Ziemlich provokante These, dachte ich. Dann hab ich den zweiten Bus gesehen. Ein moderner weißer Reisebus. Der war offenbar von frommen Christen gechartert. Denn auf seinen Flanken steht groß geschrieben: „Und wenn es ihn doch gibt…?“

Und tatsächlich ist der weiße Bus dem roten über die Autobahnen durch halb Deutschland gefolgt und hat ihn auf seiner Atheismus-Werbefahrt fast nie alleine gelassen.

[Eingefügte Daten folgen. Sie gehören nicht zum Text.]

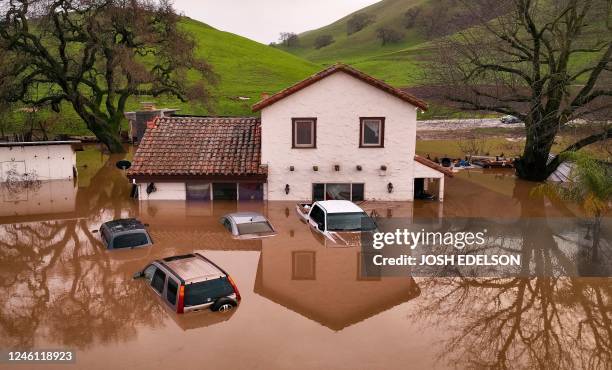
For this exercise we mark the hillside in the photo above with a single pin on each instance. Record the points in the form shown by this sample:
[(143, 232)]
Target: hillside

Ich hab beide Busse mal fotografiert und die Bilder jetzt meinen Schülerinnen und Schülern im Religionsunterricht gezeigt. „In welchen Bus würdet ihr eher einsteigen?“, hab ich sie gefragt und war erstaunt: Unentschieden!
Die eine Hälfte der Klasse fragte: „Recht haben die, wo soll Gott denn sein? Wir sehen ihn nicht und können nicht spüren, dass irgendeine größere Macht da ist. Und wieso lässt er eigentlich Katastrophen zu?“
Die andere Hälfte der Klasse hielt dagegen: „Ich würde mit dem weißen Bus fahren, denn wenn man im Leben an etwas glaubt, fällt es leichter, Probleme gemeinsam anzugehen. Mit dem Glauben entwickelt man Hoffnung. Und Hoffnung braucht man im Leben. Ohne sie kann man schnell mal in ein mentales Loch fallen. An Gott kann man außerdem Dinge lernen wie Nächstenliebe.“

„Und was würde Jesus machen?“, fragten mich die Schüler. „In welchem Bus würde der mitfahren?“
Ich glaube: Jesus würde mit den Insassen beider Busse fahren und reden wollen. Mit den einen über Unglauben und Atheismus, mit den anderen über möglichen Hochmut. Er würde vielleicht an Autobahn-Raststätten Pause machen und die Roten und die Weißen miteinander ins Gespräch bringen. Essen und Trinken. Eine Streit-Pause einlegen. Und sie später vielleicht zum Abendmahl einladen.